I have found similar results here and mathematics stack exchange but they all imposed specific conditions that don't suit this problem in particular. The problem is as follows.

Let A,B be square $n\times n$ matrices such that

1) $[A,B]=0$

2) $AB\neq0$

3) $A^2=B^2=0$

4) $\mbox{Ker}(A)\cap\mbox{Ker}(B)\neq\{0\}$

Then $\mbox{Ker}(AB)=\mbox{Ker}(A) + \mbox{Ker}(B)$.
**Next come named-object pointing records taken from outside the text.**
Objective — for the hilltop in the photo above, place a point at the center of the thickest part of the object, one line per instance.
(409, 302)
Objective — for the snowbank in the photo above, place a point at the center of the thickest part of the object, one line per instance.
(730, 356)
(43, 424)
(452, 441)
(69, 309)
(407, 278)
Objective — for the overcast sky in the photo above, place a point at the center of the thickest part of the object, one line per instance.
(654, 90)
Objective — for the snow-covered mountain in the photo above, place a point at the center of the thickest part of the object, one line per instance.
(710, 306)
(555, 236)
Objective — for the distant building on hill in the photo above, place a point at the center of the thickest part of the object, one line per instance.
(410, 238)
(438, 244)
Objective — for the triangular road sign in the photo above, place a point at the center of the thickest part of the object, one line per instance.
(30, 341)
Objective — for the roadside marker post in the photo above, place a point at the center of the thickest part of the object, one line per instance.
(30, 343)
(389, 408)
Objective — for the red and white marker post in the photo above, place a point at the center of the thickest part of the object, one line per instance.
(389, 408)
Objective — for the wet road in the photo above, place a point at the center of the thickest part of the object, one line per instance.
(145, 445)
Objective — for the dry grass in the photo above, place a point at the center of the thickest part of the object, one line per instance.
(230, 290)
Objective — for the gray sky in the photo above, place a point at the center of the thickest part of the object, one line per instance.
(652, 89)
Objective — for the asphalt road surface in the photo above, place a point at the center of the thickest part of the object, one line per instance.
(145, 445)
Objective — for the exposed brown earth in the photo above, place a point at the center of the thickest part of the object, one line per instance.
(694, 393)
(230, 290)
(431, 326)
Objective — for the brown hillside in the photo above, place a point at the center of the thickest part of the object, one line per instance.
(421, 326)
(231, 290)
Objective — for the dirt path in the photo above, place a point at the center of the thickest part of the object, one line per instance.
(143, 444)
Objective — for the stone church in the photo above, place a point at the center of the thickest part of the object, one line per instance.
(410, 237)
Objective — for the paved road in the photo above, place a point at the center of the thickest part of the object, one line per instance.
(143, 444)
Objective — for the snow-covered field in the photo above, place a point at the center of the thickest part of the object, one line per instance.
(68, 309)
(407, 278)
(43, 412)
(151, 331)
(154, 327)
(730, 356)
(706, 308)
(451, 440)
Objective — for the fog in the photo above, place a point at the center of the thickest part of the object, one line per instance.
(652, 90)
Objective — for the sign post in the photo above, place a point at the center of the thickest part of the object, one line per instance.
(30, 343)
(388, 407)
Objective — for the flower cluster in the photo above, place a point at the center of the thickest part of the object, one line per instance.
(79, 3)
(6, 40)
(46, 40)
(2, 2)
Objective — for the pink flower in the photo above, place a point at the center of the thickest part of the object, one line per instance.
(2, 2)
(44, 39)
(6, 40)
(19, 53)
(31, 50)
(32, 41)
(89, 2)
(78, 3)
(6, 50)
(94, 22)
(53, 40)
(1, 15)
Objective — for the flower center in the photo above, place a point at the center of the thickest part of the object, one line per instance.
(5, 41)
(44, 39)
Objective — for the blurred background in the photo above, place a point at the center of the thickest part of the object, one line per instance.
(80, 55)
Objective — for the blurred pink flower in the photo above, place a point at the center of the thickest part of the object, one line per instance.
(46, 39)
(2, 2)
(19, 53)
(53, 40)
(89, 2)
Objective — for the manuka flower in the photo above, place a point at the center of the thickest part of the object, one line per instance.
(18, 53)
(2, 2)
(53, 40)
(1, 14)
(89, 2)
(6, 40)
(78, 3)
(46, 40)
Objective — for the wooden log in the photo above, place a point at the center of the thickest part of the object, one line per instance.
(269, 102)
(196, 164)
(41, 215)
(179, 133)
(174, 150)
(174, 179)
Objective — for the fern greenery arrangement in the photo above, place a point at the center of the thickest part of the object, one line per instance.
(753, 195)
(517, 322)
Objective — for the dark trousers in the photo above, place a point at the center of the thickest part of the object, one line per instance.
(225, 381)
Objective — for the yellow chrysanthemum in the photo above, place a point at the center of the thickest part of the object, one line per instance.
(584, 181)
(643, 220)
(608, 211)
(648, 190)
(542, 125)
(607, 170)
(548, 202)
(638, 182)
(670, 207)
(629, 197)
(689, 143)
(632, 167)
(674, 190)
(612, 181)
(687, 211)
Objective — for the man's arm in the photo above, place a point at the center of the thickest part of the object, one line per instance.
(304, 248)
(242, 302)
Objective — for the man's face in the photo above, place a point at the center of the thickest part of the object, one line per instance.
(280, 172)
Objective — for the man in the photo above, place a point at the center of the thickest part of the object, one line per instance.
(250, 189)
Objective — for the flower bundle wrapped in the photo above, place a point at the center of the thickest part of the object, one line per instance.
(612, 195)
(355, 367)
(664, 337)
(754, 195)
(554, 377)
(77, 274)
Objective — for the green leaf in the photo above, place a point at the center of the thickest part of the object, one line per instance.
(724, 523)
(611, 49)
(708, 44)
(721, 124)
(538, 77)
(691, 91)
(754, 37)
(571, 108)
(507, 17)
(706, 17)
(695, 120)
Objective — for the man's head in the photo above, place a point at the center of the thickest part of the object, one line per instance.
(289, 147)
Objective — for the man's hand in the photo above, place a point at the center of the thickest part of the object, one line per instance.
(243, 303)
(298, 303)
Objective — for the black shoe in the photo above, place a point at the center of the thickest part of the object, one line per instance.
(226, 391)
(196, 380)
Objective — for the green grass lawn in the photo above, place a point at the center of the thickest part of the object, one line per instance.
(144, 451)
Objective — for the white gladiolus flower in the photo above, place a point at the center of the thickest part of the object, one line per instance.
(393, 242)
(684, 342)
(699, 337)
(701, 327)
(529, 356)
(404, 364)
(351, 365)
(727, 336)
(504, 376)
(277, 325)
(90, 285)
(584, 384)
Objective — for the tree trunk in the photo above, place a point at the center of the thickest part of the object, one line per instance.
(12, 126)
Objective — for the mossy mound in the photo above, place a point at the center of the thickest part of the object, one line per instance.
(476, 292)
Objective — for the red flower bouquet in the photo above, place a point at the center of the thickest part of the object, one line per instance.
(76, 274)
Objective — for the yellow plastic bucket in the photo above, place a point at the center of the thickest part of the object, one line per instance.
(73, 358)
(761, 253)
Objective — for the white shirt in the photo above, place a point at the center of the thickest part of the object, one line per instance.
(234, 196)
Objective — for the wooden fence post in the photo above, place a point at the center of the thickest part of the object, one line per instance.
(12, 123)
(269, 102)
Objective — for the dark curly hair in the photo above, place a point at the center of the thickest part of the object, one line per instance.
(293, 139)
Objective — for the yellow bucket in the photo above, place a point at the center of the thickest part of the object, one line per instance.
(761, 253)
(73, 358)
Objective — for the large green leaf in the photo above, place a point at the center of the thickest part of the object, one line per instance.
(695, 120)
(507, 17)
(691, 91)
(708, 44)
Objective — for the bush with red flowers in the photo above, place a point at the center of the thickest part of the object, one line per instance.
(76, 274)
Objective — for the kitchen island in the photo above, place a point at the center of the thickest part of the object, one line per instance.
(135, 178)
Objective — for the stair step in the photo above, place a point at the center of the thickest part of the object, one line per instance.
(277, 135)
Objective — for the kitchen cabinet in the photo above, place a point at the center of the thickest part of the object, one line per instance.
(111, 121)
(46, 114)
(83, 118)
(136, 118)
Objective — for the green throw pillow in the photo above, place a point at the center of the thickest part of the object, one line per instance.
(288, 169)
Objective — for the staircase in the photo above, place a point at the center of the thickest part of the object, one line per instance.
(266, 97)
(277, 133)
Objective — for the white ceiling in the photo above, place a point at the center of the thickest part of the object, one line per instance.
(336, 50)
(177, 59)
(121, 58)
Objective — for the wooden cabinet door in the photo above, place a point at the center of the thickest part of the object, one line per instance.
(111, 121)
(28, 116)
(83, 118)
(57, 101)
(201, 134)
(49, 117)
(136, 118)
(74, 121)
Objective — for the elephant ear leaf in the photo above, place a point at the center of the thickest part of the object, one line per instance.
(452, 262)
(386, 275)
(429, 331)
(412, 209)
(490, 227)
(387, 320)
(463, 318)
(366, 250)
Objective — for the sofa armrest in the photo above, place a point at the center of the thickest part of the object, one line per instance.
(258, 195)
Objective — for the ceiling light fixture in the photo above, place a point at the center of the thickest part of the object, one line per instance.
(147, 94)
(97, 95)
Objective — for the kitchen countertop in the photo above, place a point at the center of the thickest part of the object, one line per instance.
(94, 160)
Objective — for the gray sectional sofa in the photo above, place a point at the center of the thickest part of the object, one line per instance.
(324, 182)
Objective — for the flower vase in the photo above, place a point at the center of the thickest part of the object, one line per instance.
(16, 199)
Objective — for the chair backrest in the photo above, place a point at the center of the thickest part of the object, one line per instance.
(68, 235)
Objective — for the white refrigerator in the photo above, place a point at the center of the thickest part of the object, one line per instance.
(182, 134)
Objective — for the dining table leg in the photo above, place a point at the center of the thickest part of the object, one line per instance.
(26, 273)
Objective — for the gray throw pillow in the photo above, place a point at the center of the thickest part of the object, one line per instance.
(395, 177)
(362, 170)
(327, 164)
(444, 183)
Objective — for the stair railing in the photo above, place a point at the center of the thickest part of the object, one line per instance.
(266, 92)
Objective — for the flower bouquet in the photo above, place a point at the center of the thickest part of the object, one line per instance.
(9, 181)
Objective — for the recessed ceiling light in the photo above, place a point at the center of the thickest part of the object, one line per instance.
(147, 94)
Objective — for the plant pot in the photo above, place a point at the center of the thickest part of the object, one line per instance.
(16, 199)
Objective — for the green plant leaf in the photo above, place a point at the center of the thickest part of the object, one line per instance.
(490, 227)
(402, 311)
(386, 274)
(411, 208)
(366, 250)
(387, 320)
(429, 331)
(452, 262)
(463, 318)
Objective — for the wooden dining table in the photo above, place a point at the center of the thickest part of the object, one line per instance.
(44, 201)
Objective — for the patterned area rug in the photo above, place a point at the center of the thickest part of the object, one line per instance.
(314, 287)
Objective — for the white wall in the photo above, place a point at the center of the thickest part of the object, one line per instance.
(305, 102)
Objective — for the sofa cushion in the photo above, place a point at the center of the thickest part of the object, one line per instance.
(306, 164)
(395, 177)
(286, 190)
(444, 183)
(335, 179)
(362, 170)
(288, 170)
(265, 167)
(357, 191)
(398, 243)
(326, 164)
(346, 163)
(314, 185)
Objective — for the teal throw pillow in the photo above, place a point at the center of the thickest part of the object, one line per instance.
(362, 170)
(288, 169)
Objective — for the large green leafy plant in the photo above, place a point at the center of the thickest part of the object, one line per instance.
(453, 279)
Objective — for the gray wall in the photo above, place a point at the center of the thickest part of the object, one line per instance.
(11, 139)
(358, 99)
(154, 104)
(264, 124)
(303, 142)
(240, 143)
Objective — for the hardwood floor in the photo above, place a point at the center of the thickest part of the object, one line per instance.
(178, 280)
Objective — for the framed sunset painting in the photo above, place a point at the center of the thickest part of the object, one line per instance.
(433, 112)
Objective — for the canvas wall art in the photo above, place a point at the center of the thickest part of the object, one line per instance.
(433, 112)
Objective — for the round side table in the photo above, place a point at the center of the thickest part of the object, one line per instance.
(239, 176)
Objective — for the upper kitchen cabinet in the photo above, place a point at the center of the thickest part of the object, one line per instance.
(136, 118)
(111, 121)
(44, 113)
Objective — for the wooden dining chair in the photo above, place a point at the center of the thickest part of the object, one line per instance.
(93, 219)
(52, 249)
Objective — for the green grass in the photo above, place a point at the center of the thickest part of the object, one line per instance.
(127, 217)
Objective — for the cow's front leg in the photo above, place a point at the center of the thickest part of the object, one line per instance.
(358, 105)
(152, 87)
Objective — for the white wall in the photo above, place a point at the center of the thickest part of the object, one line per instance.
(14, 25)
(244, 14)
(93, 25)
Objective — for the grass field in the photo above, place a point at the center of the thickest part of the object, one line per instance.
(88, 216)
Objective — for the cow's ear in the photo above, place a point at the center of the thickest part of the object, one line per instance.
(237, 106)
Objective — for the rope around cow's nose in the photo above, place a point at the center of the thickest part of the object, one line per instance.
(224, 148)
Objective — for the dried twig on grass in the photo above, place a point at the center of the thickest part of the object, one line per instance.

It seems to be true for all of the examples I can come up with, and one set inclusion is obvious but I don't know how to prove the non-trivial direction to obtain equality. Any advice or references to where this has been solved?

Thanks!

• Condition 4) is redundant: it is implied by the first three. – Clément de Seguins Pazzis Sep 20 '13 at 13:13
• Maybe $\mbox{Ker}(AB)=\mbox{Ker}(A)+\mbox{Ker}(B)$? – Boris Novikov Sep 20 '13 at 13:32
• Yes thats what Im trying to prove..that the total kernel is the sum of the individual ones – jeremy Sep 20 '13 at 14:28
• – Cameron Buie Sep 20 '13 at 18:00

The result does not hold. Here is a counterexample: take $X=\begin{bmatrix} 1 \\ 0 \end{bmatrix}$, $E=\begin{bmatrix} 1 & 0 \\ 0 & 0 \end{bmatrix}$, $F=\begin{bmatrix} 0 & 0 \\ 0 & 1 \end{bmatrix}$, and consider the matrices $$A:=\begin{bmatrix} _{2 \times 2} & _{2 \times 2} & I_2 & _{2 \times 1} \\ _{2 \times 2} & _{2 \times 2} & _{2 \times 2} & X \\ _{2 \times 2} & _{2 \times 2} & _{2 \times 2} & _{2 \times 1} \\ _{1 \times 2} & _{1 \times 2} & _{1 \times 2} & 0 \end{bmatrix}$$ and $$B:=\begin{bmatrix} _{2 \times 2} & E & _{2 \times 2} & _{2 \times 1} \\ _{2 \times 2} & _{2 \times 2} & F & _{2 \times 1} \\ _{2 \times 2} & _{2 \times 2} & _{2 \times 2} & X \\ _{1 \times 2} & _{1 \times 2} & _{1 \times 2} & 0 \end{bmatrix}$$ of $M_7(\mathbb{F})$. One easily checks that $A$ and $B$ all have the required properties. However, $Ker(A)+Ker(B)=\mathbb{F}^5 \times \{0\}$ whereas $Ker(AB)=\mathbb{F}^6 \times \{0\}$.
You have no doubt found examples where all conditions hold, for instance the $4\times4$ matrices $A_0=E_{1,2}+E_{3,4}$ and $B_0=E_{1,3}+E_{2,4}$ (with $E_{i,j}$ elementary matrices) are nilpotent of order$~2$, they commute, have non-trivially intersecting kernels and $A_0B_0\neq0$. They also satisfy the conclusion.
On the other hand taking $A_1=B_1$ any matrix of nilpotency order $2$ the conclusion will be false, but so will conditions 2) and 4). I would bet you put in those conditions mainly to beat these obvious counterexamples. But adding conditions that are unlikely to help with a proof is not such a good idea.
Since those conditions are just inequalities, it suffices to take block diagonal matrices $A,B$ with diagonal blocks $A_0,A_1$ respectively $B_0,B_1$ to get a genuine counterexample. You should be able to find a $6\times6$ counterexample in this manner.